Step 1002, inputting the historical data of the key process parameters and the historical data of the key pollutants to an input layer through a first priori knowledge layer to obtain the historical data of the key process parameters and the time series data corresponding to the historical data of the key pollutants.

In the embodiment of the application, the terminal inputs the historical data of the key process parameters and the historical data of the key pollutants to the input layer through the first priori knowledge layer. The terminal then converts the historical data of the key process parameters and the historical data of the key contaminants into time series data through the input layer. The time series data are arranged according to time sequence. The data for each time instant includes historical data for key process parameters for that time instant and historical data for key contaminants for that time instant.

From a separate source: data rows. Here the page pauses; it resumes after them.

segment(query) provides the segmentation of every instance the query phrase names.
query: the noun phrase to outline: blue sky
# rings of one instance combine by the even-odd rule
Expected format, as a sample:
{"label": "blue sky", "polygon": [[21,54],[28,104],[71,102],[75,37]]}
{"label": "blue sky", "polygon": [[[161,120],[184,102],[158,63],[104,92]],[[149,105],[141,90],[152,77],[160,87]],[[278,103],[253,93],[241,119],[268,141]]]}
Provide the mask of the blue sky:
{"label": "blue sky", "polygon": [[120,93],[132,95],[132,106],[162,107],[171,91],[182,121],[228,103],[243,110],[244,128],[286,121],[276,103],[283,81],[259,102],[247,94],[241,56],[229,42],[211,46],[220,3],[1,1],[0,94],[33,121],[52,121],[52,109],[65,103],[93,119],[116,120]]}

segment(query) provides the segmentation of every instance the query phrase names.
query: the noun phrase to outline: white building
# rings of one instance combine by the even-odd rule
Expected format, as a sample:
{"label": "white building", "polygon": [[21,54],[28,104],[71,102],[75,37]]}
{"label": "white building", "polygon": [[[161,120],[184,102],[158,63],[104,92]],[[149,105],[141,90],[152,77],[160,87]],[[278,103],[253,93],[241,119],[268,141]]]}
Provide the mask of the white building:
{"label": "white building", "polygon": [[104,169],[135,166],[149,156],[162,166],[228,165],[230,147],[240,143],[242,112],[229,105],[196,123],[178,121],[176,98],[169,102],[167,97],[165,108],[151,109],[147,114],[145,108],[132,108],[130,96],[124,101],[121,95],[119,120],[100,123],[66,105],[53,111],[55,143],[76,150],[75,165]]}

At step 1003, the time series data is converted into reordered data by a second layer of prior knowledge. And carrying out feature extraction on the reordered data through a feature extraction layer to obtain a feature extraction result.

In the embodiment of the application, the terminal converts the time series data into the reordered data through the second priori knowledge layer. And then, the terminal performs feature extraction on the reordered data through a feature extraction layer to obtain a feature extraction result. Wherein, the reordered data is the data ordered in order of the effect on the concentration of the key contaminant from big to small. The feature extraction result is a result obtained by carrying out feature extraction on the multidimensional input data. Specifically, the specific procedure of step 1003 is similar to the specific procedure of step 104.

And step 1004, inputting the feature extraction result to a concentration prediction layer through a third priori knowledge layer to obtain a concentration prediction result of the key pollutant.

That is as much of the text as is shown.